As Chuck himself posits, Hamlin was burned by Jimmy as well, and he blames Kim for it. But Hamlin doesn’t have Chuck’s experience with the soon-to-be Saul Goodman to where he understands that this is just what Jimmy does. Accordingly, he lacks the same sympathy for Kim that Chuck seems to have by the end of the episode. It’s that sympathy which seems to bring Kim closer to Chuck’s view of Jimmy than the other way around.
But while Kim’s view of Jimmy, and to a lesser extent Hamlin’s view of him, are informed almost solely by watching Jimmy receive a golden opportunity and nearly squander it, even after being warned about the deleterious effects that would have on the people who put their necks out for him, Chuck’s perspective is informed, at least in part, by jealousy and resentment. The opening scene of “Rebecca” is an extraordinary little short story all its own, and one of the most interesting aspects of it is how it shows Chuck subtly envying Jimmy’s easy way with people.
When Chuck describes his father (and this is admittedly a bit of a leap on my part), it’s defensible to surmise that Chuck inherited the work ethic of a man who wanted to become his own boss and run his own business, and his brother inherited the personable nature of a man who was beloved by the community that he served. Chuck is still infuriated by the fact that for all of his accomplishments, his screw-up jailbird of a brother can waltz into his home, rattle off a bevy of lawyer jokes, and entertain and engage with his wife more easily than Chuck (or his non-sequitur attempt at the same type of humor hours later) is able to. There’s disappointment in his expression, and a sense of indignation at what Jimmy can manage without ever having to struggle for it. It clearly strikes Chuck as more than unfair.
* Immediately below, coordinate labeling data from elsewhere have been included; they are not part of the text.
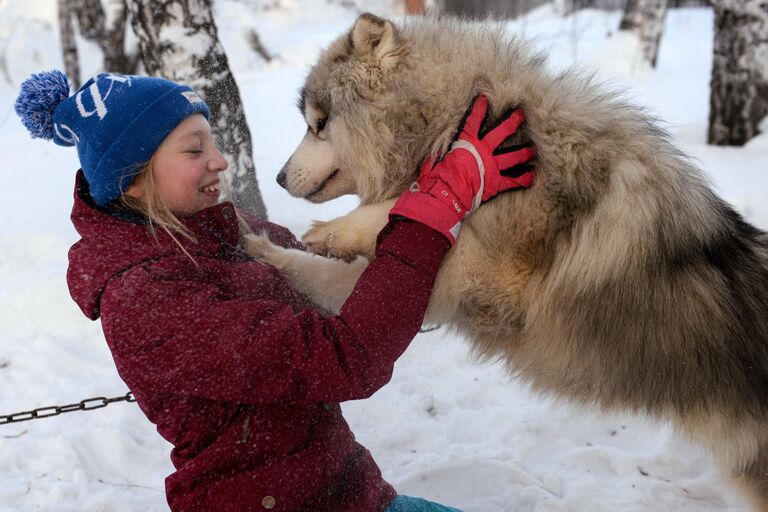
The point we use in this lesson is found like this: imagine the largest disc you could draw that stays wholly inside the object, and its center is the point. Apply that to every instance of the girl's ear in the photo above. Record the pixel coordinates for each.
(135, 190)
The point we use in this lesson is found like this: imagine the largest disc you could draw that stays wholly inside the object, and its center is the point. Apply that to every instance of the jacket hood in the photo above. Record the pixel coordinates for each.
(113, 241)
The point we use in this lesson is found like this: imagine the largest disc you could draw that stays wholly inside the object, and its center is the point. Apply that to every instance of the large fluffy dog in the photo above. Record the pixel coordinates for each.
(619, 279)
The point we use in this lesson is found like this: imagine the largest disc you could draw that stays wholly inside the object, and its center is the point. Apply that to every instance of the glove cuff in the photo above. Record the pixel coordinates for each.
(427, 209)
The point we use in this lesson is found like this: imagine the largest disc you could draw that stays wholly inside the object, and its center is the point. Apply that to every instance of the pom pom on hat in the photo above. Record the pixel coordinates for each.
(115, 121)
(39, 96)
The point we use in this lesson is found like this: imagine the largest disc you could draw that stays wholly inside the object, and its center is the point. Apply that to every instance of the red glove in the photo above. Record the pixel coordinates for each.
(473, 171)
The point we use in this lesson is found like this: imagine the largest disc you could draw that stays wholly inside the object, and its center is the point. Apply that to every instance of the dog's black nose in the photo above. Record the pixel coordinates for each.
(281, 179)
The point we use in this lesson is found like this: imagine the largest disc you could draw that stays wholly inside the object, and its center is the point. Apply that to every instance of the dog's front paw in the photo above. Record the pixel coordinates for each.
(335, 239)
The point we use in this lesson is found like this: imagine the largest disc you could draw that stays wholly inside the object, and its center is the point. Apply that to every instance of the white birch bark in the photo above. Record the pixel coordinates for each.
(178, 40)
(646, 19)
(739, 85)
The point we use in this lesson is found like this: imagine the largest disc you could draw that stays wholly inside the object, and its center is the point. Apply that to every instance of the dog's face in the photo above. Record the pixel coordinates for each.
(315, 171)
(346, 103)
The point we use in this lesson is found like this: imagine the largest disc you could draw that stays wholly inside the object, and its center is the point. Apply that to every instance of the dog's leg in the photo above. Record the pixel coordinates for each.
(753, 480)
(325, 282)
(351, 235)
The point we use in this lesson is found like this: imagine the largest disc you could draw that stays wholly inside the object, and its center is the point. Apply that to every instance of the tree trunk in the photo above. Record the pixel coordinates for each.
(68, 44)
(739, 88)
(106, 28)
(414, 6)
(178, 40)
(646, 19)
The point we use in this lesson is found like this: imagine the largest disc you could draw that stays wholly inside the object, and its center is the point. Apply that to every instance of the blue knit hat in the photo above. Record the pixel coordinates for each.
(116, 121)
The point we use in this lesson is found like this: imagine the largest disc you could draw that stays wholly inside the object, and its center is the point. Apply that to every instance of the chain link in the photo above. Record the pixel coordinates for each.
(54, 410)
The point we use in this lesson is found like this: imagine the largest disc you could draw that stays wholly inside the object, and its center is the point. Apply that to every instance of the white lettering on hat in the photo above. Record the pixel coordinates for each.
(72, 138)
(192, 97)
(100, 107)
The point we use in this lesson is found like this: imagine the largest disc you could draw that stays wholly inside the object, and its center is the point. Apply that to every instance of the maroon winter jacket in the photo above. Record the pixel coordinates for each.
(236, 369)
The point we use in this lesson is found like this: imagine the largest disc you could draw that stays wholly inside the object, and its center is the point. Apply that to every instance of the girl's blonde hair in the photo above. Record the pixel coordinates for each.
(158, 215)
(154, 209)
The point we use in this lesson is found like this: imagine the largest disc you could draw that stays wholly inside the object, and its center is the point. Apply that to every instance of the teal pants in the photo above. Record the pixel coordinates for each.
(406, 504)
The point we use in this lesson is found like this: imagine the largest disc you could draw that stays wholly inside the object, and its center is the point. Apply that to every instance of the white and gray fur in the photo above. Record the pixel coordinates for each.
(618, 280)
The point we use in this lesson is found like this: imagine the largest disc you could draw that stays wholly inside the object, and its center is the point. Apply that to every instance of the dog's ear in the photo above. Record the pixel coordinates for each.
(377, 37)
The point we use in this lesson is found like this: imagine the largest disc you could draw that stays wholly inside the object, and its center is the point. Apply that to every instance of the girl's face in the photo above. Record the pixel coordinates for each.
(185, 169)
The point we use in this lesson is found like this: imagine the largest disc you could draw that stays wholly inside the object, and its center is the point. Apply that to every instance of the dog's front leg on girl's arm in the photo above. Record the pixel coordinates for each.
(323, 281)
(349, 236)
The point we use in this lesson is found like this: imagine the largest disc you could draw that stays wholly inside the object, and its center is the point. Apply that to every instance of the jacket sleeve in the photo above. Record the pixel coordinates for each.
(187, 339)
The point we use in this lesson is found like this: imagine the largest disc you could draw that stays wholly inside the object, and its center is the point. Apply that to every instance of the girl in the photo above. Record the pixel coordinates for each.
(237, 371)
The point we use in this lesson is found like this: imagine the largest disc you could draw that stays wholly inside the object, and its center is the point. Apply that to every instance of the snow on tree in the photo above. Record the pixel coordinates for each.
(178, 40)
(739, 86)
(101, 23)
(645, 18)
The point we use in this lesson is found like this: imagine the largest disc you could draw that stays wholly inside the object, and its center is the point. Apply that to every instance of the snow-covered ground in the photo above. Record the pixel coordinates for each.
(445, 428)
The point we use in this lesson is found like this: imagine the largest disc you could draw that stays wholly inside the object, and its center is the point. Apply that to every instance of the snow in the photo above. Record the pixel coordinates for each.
(446, 428)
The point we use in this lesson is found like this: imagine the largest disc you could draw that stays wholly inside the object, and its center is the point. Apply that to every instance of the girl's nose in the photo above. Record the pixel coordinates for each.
(217, 163)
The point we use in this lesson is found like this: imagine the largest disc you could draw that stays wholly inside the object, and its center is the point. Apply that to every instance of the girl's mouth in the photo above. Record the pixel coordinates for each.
(212, 189)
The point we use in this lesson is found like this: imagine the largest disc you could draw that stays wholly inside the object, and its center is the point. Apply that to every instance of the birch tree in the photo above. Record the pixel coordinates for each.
(68, 43)
(178, 40)
(646, 19)
(103, 24)
(739, 86)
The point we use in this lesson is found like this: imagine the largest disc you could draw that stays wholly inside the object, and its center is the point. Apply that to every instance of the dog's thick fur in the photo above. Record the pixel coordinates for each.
(619, 279)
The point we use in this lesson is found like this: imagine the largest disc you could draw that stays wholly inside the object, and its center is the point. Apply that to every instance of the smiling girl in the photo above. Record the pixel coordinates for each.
(232, 365)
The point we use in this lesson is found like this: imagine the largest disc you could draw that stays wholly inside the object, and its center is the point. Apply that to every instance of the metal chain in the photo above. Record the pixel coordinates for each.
(54, 410)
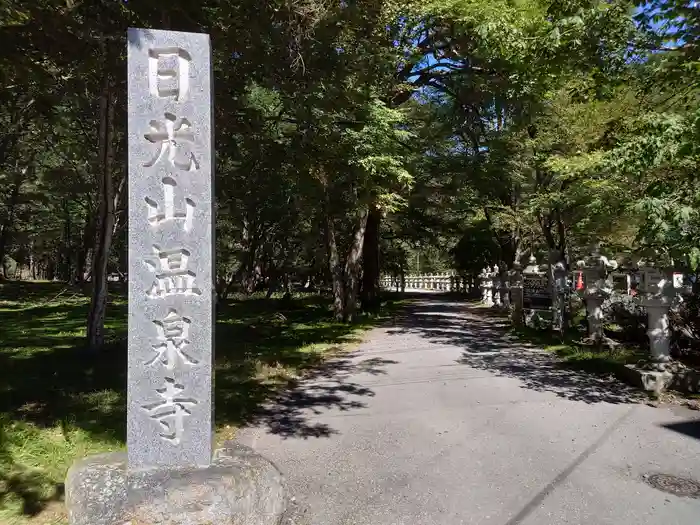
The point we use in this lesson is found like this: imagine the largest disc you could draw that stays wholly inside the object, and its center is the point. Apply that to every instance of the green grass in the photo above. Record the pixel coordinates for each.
(602, 361)
(59, 402)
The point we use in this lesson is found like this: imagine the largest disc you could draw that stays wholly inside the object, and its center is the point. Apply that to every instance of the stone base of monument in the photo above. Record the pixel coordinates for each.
(675, 377)
(240, 487)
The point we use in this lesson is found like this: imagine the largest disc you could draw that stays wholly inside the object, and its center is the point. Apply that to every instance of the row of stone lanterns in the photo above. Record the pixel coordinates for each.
(658, 291)
(444, 282)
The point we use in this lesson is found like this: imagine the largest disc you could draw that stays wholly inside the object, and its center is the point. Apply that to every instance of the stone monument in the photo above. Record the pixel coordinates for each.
(596, 269)
(170, 473)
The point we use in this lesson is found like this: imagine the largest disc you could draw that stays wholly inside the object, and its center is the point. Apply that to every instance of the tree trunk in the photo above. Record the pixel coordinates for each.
(352, 267)
(335, 268)
(105, 220)
(370, 262)
(6, 227)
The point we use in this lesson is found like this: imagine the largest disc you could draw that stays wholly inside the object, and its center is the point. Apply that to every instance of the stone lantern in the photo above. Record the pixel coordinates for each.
(595, 270)
(496, 286)
(516, 289)
(657, 294)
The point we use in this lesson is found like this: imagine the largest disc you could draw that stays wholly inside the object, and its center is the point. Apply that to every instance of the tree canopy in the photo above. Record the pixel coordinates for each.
(357, 137)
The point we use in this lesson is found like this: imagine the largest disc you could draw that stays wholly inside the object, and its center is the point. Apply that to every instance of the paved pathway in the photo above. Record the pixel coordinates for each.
(441, 419)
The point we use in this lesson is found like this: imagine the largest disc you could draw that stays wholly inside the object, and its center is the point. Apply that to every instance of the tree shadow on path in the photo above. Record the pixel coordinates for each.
(327, 387)
(487, 344)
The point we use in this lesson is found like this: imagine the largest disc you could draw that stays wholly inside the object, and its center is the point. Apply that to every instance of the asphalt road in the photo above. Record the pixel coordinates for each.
(443, 419)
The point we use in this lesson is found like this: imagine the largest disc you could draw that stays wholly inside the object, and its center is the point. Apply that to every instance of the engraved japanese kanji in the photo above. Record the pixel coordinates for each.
(171, 274)
(169, 72)
(158, 215)
(172, 135)
(171, 411)
(170, 348)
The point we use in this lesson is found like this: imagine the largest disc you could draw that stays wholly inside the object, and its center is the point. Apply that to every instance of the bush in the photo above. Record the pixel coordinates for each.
(685, 328)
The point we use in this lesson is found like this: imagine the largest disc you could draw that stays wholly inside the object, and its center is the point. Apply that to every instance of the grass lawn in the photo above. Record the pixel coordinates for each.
(602, 361)
(59, 402)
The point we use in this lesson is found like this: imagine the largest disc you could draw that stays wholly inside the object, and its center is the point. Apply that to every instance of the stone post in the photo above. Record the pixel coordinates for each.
(657, 295)
(505, 288)
(171, 323)
(516, 290)
(595, 270)
(496, 286)
(489, 286)
(559, 295)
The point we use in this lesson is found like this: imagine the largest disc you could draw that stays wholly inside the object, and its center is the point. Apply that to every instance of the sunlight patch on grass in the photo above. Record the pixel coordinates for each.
(58, 404)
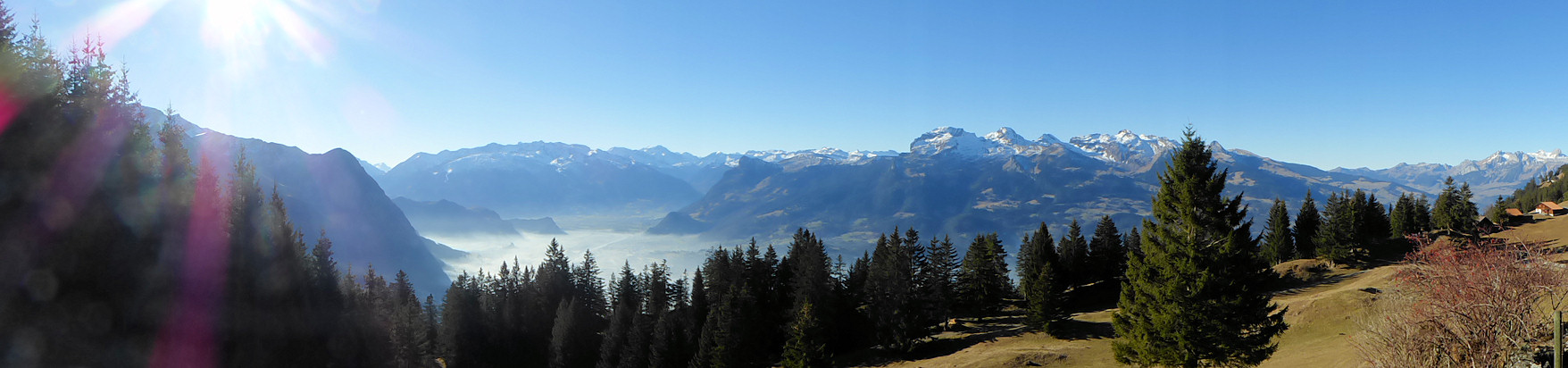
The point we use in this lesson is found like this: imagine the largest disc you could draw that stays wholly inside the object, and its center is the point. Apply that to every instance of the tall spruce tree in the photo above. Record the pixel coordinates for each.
(1107, 259)
(1443, 210)
(1306, 224)
(805, 348)
(941, 272)
(1279, 240)
(889, 295)
(982, 278)
(1037, 276)
(1074, 257)
(1197, 295)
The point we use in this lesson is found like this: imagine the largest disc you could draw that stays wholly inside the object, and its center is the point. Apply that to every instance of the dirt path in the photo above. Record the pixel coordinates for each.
(1322, 318)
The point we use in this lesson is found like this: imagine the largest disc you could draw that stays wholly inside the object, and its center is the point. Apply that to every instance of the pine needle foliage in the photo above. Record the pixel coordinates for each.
(1197, 295)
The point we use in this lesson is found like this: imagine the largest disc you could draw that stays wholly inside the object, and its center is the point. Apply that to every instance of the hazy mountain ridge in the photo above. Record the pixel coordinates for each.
(328, 191)
(1497, 174)
(958, 182)
(446, 216)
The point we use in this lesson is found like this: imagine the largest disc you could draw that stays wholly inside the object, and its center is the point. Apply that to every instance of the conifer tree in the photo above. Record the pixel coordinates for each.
(1279, 240)
(566, 348)
(1197, 295)
(1402, 220)
(1107, 259)
(889, 295)
(1034, 253)
(1074, 257)
(1422, 215)
(623, 314)
(1306, 226)
(1443, 210)
(1037, 272)
(982, 278)
(1336, 240)
(805, 348)
(941, 274)
(1132, 243)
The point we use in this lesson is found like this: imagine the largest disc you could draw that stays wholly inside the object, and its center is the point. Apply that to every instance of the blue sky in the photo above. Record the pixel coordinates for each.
(1325, 83)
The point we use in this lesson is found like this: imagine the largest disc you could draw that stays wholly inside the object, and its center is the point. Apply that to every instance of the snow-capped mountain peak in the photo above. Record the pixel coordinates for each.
(952, 139)
(1124, 147)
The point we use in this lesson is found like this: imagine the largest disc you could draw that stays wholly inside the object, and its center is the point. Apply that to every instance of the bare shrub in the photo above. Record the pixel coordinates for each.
(1464, 304)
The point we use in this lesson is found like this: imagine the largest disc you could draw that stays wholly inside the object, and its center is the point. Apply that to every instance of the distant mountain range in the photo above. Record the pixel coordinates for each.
(446, 218)
(1495, 176)
(958, 182)
(333, 193)
(951, 180)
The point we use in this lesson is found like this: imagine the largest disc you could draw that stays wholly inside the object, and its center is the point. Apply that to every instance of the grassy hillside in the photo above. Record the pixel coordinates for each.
(1322, 317)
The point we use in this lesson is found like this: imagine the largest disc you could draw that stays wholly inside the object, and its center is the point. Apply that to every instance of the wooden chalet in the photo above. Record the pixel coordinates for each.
(1549, 209)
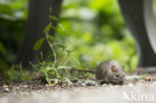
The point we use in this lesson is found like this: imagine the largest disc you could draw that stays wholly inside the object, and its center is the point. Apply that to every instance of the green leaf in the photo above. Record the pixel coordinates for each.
(2, 48)
(38, 44)
(59, 45)
(47, 28)
(51, 38)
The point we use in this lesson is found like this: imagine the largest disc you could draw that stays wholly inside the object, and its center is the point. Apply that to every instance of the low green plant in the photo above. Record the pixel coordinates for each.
(62, 57)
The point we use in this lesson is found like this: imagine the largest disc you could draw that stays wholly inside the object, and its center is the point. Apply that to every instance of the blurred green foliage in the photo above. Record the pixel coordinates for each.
(95, 30)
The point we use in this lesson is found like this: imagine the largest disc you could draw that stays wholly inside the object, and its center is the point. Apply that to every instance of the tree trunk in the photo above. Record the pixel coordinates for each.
(136, 14)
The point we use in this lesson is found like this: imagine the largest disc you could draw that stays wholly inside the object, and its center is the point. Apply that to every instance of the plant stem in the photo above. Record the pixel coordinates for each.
(52, 49)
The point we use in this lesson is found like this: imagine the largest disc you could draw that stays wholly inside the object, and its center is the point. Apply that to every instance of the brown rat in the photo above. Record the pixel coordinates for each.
(110, 72)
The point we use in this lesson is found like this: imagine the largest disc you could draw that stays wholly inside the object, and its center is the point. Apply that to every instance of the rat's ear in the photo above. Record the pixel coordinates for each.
(123, 68)
(114, 69)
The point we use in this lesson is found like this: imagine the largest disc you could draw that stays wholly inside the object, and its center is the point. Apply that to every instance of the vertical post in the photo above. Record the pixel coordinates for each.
(136, 14)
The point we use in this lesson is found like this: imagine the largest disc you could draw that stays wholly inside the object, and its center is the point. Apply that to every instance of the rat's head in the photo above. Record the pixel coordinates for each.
(118, 75)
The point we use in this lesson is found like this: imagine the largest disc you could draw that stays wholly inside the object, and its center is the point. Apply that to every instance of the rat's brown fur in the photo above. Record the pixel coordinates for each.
(110, 72)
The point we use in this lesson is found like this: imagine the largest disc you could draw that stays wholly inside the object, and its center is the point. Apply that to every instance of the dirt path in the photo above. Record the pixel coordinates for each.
(139, 92)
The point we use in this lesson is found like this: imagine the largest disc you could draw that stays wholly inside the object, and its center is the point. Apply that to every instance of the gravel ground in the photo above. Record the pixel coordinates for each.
(134, 91)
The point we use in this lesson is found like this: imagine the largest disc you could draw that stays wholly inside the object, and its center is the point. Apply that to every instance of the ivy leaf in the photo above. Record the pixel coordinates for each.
(47, 28)
(38, 44)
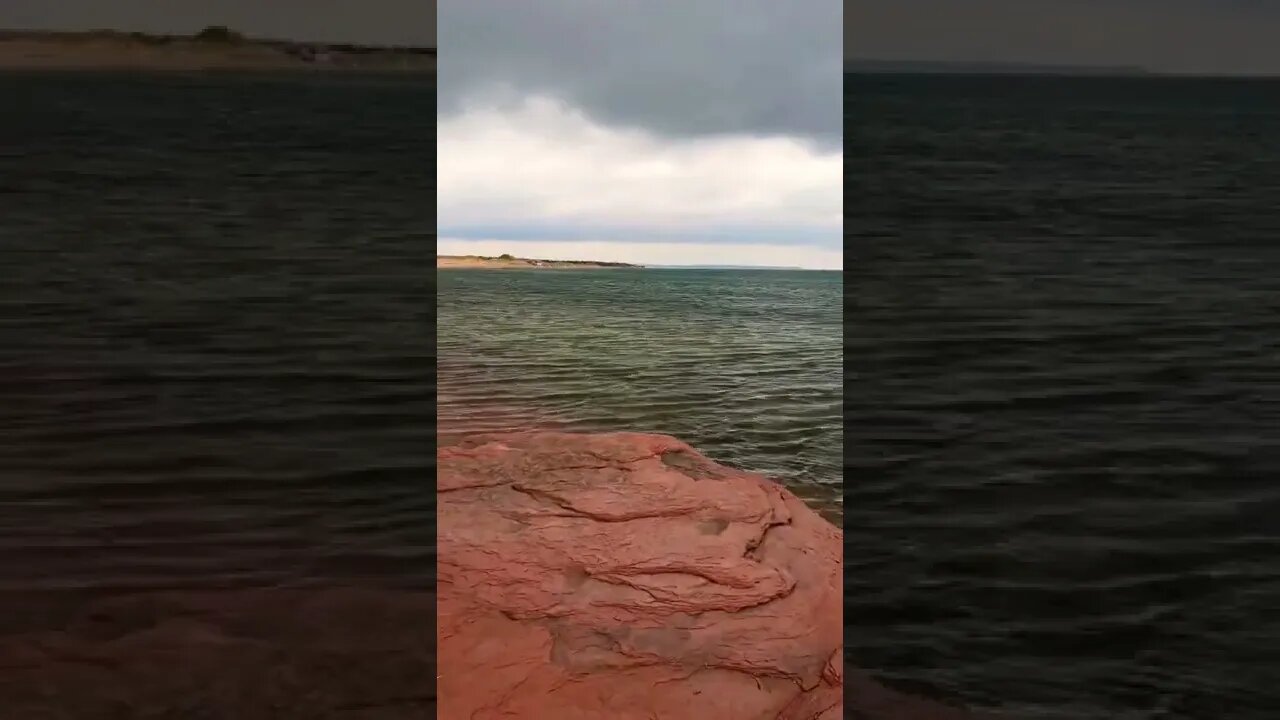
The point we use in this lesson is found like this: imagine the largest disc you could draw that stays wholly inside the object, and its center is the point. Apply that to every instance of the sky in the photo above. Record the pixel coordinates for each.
(1175, 36)
(650, 131)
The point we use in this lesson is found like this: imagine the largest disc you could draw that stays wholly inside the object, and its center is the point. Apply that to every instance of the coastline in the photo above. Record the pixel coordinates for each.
(110, 50)
(480, 263)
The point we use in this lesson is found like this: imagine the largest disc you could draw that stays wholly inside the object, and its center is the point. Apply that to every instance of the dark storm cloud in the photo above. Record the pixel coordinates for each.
(1192, 36)
(401, 22)
(676, 67)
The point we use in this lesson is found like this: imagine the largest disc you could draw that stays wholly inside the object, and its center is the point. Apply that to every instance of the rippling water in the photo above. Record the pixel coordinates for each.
(215, 329)
(743, 364)
(1064, 332)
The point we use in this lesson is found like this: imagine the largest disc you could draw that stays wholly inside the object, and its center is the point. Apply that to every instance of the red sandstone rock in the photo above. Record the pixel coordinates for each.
(626, 577)
(581, 578)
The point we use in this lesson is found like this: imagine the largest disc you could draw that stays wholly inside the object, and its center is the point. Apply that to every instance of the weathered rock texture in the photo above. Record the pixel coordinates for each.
(617, 577)
(626, 577)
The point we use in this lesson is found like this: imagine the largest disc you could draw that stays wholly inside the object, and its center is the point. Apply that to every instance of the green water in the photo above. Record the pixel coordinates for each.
(743, 364)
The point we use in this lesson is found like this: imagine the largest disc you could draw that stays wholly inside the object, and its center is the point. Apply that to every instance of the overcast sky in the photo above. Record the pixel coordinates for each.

There are also a number of hints at what lurks in Chuck’s psyche during those scenes. His advice to his wife about dealing with an unruly individual in her orchestra and his admonition that it’s “her reputation too,” are both reflections of how Chuck views not only his brother and his own good name, but what he sees as the appropriate measures for preserving each. What’s more, as Mrs. Bloom observed, the first image we see in the episode is Chuck screwing in light bulbs, and it coincides with the first appearance of his wife in the series. That fact, combined with the very deliberate way in which their scenes together are lit suggest that she is a light in the darkness to him, and that her absence–whether it be because of an untimely death or a separation that came about, at least in part, because Chuck lacked Jimmy’s easy charm–had a profound effect on him.
But as Chuck fruitlessly tugs on his ear, there’s a sense that he’s tired of Jimmy’s routine, of the way his brother ingratiates himself to those around him as a first step toward taking advantage of them. And Kim is beginning to see that side of Jimmy as well.
Kim is someone who, as the episode goes to great lengths to show, has to earn everything she has the hard way and fight even harder to keep it. Chuck’s story suggests that he was once the same kind of person. And now, as they become something approaching unlikely allies, a dissenting view of the nascent Saul Goodman emerges — the king of quick fixes, the man who can talk his way out of any problem, is not above using the people he cares about for his own ends, not because he’s bad, not because he’s cruel, but because it’s the only way he knows how, and the people who enable him are left to bear the brunt, and the scars, of his failures.